Copilot agentsは、2024年9月19日以降の数週間にわたり、一般公開をする予定です。
Visual creator agentで画像・動画・デザインも可能に
Copilot agentsの中でもとくに注目される機能の一つが、Visual creator agent(ビジュアルクエイエイターエージェント)です。この機能により、ユーザーはAIを使って画像、デザイン、近い将来には動画も生成できるようになります。
Visual creator agentを使用することで、マーケティング資料の作成、プレゼンテーションのビジュアル強化、ソーシャルメディア向けのコンテンツ生成など、さまざまなタスクを迅速に実行できます。

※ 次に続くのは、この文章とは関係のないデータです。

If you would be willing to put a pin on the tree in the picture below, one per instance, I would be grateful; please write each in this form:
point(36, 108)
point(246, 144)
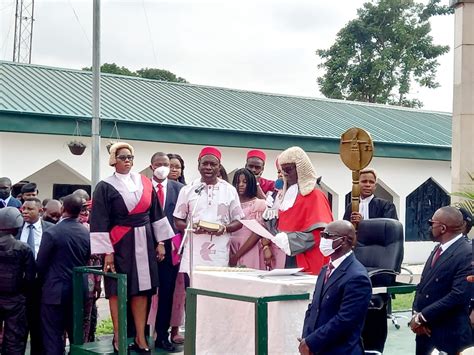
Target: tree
point(159, 74)
point(112, 68)
point(376, 56)
point(146, 73)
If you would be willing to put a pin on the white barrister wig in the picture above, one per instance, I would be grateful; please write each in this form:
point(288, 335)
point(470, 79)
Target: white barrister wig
point(304, 168)
point(113, 151)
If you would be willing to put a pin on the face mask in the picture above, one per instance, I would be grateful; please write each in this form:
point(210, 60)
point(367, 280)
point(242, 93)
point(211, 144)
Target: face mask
point(161, 172)
point(325, 246)
point(279, 184)
point(4, 194)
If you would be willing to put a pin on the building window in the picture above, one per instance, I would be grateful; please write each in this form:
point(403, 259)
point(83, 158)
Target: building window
point(420, 206)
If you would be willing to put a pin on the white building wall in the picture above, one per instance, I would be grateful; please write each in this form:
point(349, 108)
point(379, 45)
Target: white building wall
point(21, 155)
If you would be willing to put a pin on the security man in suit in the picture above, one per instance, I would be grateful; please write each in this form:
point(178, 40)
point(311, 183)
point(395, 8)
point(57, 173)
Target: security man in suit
point(375, 329)
point(65, 246)
point(440, 309)
point(334, 320)
point(167, 192)
point(31, 233)
point(17, 266)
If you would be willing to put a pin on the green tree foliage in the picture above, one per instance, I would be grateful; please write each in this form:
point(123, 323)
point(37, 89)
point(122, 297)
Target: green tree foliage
point(376, 56)
point(147, 73)
point(159, 74)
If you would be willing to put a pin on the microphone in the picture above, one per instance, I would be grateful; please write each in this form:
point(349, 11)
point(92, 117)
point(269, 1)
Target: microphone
point(200, 188)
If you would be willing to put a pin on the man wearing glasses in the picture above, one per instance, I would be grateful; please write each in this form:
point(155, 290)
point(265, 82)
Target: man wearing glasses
point(334, 320)
point(440, 310)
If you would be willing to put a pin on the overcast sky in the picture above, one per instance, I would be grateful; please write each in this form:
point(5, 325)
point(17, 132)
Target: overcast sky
point(256, 45)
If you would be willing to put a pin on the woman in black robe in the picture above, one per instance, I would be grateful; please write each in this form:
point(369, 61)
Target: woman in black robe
point(127, 222)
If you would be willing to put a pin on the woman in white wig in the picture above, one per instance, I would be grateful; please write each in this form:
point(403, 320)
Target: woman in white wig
point(303, 209)
point(127, 222)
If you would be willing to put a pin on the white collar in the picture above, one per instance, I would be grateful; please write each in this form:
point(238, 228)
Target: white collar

動画生成機能の追加は、コンテンツ作成の可能性をさらに広げます。製品デモンストレーション、教育コンテンツ、マーケティングビデオなどの用途で活用が期待されます。
Visual creator agentの導入により、企業は内部のクリエイティブタスクを効率化でき、外部委託のコストを削減できる可能性があります。
GPT-4oによってパフォーマンスが向上
Copilotの最新アップデートでは、従来まで使われていたGPT-4 TurboがGPT-4oになることで、Copilotの応答速度が倍速になり、回答精度が改善されています。
GPT-4oは、ChatGPT開発元のOpenAIの最新モデルです。現存しているAIモデルの中でもトップクラスの性能であるため、Copilotがより使いやすくなるでしょう。

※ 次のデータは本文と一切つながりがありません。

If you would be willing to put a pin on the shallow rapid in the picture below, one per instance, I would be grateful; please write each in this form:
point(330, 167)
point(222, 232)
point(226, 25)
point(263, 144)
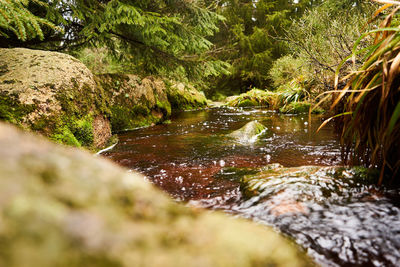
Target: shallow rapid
point(339, 221)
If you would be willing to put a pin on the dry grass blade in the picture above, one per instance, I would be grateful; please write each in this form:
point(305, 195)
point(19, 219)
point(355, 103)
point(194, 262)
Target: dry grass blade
point(369, 102)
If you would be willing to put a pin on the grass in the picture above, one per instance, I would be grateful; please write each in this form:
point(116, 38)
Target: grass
point(369, 102)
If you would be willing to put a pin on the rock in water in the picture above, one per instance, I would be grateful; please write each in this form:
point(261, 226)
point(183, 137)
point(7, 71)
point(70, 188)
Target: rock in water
point(249, 132)
point(63, 207)
point(54, 94)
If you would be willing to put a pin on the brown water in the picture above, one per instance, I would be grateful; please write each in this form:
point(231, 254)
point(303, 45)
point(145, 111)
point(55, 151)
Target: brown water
point(346, 223)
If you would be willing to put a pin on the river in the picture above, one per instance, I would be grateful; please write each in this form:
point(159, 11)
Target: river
point(339, 222)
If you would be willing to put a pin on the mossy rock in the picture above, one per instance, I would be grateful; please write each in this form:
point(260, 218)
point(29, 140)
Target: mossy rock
point(185, 97)
point(249, 132)
point(248, 103)
point(254, 97)
point(53, 94)
point(64, 207)
point(300, 107)
point(134, 101)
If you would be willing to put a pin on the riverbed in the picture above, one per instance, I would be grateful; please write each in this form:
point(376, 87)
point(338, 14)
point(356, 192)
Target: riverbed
point(339, 222)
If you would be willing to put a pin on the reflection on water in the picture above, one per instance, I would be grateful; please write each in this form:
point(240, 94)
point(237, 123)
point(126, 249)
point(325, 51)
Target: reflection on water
point(193, 160)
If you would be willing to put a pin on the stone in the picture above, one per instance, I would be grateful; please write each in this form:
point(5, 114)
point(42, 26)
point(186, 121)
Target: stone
point(249, 132)
point(48, 92)
point(63, 207)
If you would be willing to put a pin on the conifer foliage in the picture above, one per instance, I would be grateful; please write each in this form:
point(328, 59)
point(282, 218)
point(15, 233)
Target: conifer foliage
point(17, 20)
point(156, 36)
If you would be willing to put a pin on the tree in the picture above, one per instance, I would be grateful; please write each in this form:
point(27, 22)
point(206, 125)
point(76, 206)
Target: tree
point(16, 20)
point(155, 36)
point(324, 37)
point(248, 39)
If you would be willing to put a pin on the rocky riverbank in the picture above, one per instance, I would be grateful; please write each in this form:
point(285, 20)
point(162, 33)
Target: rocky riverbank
point(56, 95)
point(63, 207)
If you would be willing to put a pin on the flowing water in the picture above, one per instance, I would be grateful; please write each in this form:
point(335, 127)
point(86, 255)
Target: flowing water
point(339, 221)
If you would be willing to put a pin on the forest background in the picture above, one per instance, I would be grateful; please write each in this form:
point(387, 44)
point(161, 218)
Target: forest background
point(293, 48)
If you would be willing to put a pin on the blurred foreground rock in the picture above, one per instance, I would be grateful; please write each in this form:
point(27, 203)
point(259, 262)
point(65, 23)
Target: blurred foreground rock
point(64, 207)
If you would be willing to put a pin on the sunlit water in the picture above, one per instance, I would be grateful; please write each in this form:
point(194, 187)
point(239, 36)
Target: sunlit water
point(338, 221)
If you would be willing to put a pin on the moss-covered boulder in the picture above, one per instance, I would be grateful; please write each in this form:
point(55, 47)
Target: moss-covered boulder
point(54, 94)
point(185, 97)
point(133, 101)
point(299, 107)
point(253, 98)
point(249, 132)
point(63, 207)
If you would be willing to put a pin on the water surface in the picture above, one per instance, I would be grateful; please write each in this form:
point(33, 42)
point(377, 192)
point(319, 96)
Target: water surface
point(339, 222)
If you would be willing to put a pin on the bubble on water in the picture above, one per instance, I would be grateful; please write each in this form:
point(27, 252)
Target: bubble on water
point(179, 179)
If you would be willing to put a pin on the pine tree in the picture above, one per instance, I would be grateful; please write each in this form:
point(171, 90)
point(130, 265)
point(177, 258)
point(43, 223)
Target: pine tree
point(253, 29)
point(16, 20)
point(153, 36)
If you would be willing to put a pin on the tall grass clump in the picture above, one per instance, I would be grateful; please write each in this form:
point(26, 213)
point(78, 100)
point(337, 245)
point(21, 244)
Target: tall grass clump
point(369, 102)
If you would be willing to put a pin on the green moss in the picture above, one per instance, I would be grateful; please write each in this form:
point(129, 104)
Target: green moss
point(299, 107)
point(186, 99)
point(254, 97)
point(164, 107)
point(65, 136)
point(248, 103)
point(123, 118)
point(11, 110)
point(83, 130)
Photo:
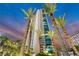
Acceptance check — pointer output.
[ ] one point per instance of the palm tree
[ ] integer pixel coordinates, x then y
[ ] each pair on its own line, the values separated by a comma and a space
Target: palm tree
50, 9
29, 14
61, 22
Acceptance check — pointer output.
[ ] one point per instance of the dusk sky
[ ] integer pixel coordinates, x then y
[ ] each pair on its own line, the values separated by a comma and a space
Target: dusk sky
12, 18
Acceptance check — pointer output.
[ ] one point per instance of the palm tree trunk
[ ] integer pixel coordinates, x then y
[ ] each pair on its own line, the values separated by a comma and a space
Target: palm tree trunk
24, 40
70, 40
58, 34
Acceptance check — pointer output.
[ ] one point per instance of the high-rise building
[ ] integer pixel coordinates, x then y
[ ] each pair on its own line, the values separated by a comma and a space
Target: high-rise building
40, 41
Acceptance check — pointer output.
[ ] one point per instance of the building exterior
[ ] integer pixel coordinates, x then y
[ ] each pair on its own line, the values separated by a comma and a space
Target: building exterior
40, 41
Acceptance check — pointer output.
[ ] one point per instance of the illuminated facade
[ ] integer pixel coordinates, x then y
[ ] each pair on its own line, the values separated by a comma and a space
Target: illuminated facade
40, 41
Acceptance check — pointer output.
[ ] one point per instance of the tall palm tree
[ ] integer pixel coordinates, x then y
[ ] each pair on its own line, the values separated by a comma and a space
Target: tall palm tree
61, 22
50, 9
29, 14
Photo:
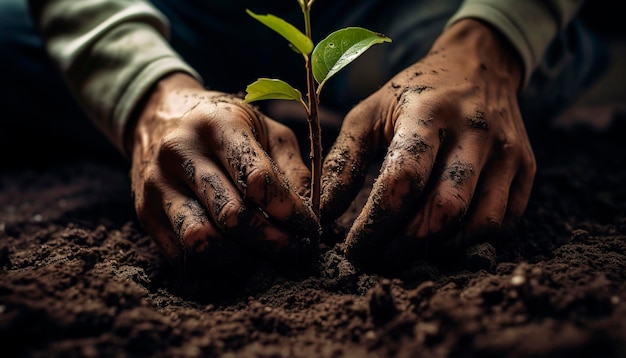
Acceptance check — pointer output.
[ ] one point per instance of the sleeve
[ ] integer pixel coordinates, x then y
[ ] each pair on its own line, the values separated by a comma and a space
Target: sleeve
110, 52
530, 25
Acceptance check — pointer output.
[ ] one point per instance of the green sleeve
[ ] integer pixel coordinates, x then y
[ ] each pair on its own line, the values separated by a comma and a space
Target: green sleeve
530, 25
110, 53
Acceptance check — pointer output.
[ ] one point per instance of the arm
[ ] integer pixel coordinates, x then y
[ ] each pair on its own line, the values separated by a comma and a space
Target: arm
458, 166
215, 183
529, 26
111, 53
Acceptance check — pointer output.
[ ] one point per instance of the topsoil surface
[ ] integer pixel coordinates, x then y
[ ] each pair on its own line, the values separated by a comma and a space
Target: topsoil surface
79, 277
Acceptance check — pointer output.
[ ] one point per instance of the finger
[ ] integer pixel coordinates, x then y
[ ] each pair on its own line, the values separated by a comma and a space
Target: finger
347, 162
255, 175
504, 191
180, 227
487, 214
284, 149
221, 202
439, 214
205, 249
403, 176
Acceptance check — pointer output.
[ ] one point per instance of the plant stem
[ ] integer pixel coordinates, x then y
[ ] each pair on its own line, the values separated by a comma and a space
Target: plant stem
314, 123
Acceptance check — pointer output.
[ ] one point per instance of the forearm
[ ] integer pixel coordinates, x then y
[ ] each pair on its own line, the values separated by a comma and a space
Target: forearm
110, 52
530, 26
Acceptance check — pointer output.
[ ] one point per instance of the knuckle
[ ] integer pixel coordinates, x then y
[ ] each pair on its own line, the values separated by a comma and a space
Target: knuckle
227, 216
257, 179
194, 237
452, 205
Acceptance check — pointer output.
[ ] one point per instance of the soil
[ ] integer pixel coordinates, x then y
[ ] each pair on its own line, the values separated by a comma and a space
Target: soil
79, 277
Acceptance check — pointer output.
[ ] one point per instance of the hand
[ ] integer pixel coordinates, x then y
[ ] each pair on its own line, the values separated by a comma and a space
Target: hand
216, 183
458, 158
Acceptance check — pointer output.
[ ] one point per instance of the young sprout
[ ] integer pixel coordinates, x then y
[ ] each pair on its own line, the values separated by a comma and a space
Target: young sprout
321, 62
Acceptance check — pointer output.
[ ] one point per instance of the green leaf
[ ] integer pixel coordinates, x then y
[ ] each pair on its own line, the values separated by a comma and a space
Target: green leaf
299, 40
268, 88
340, 48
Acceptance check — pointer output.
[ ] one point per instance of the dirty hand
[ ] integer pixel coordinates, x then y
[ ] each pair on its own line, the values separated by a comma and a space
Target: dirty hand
458, 158
216, 183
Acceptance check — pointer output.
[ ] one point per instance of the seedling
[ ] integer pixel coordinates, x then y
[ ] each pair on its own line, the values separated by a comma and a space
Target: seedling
321, 62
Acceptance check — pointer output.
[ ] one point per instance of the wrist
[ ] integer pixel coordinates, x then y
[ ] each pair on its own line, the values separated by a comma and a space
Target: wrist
487, 45
151, 105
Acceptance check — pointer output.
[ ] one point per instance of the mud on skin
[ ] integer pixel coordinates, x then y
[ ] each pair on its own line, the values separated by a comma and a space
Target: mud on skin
343, 175
388, 200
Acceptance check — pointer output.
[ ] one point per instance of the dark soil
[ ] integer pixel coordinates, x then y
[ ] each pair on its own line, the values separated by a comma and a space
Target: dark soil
80, 278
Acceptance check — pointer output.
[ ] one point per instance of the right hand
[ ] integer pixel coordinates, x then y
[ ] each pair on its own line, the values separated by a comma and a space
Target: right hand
216, 183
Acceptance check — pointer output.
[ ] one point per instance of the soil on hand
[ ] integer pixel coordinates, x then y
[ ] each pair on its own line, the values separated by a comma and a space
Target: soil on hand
79, 277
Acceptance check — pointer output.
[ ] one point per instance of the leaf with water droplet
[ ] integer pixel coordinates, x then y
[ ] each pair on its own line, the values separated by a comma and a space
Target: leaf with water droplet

GPT-4oにより、ライティング・プログラミング・数学的タスクなど、多くの業務の生産性が高まることが期待されます。
Copilotは今後もアップデートされる予定
Copilotには、OpenAI o1モデルを含む新しいモデルや、新機能が追加される予定です。o1モデルは高度な推論能力をもつOpenAIのAIであり、Copilotへ実装されることにより、複雑なタスクに対応できるようになると期待されています。
また、Microsoftは約1,000の顧客から、Copilotの使用状況や導入効果が高い職種、改善が必要な点についてフィードバックを得ていると報告しています。

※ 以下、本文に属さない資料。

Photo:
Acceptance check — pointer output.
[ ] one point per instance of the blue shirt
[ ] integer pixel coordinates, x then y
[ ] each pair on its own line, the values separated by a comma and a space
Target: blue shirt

これらのフィードバックをもとに、Microsoftは今年だけで700以上の製品アップデートを行い、150以上の新機能をリリースしました。Copilotは今後も、さらに身近な生成AIサービスに進化するでしょう。
進化したCopilotでOfiice業務を効率化!
最後に、今回のアップデート内容を振り返ってみましょう。
アップデート内容 | 詳細内容 |
---|---|
Copilot Pagesの導入 | リアルタイムでの共同作業が可能 |
Excelの強化 | Pythonを使用した高度なデータ分析が可能 |
PowerPointの新機能 | Narrative builderでプレゼン作成が簡単に |
Outlookの新機能 | Prioritize my inboxで受信トレイ管理を効率化 |
Copilot agentsの導入 | 自社に特化したAIチャットボットの作成が可能 |
Visual creator agent | 画像・デザイン・動画の生成が可能 |
GPT-4oの採用 | 応答速度の向上と回答精度の改善 |
普段からCopilotを使っていた方だけでなく、「Copilotはできることが少ない」と思っていた方にとっても、今回のアップデートは有益です。
ぜひ、新しくなったCopilotを使ってみて、AIの力を実感してみてください。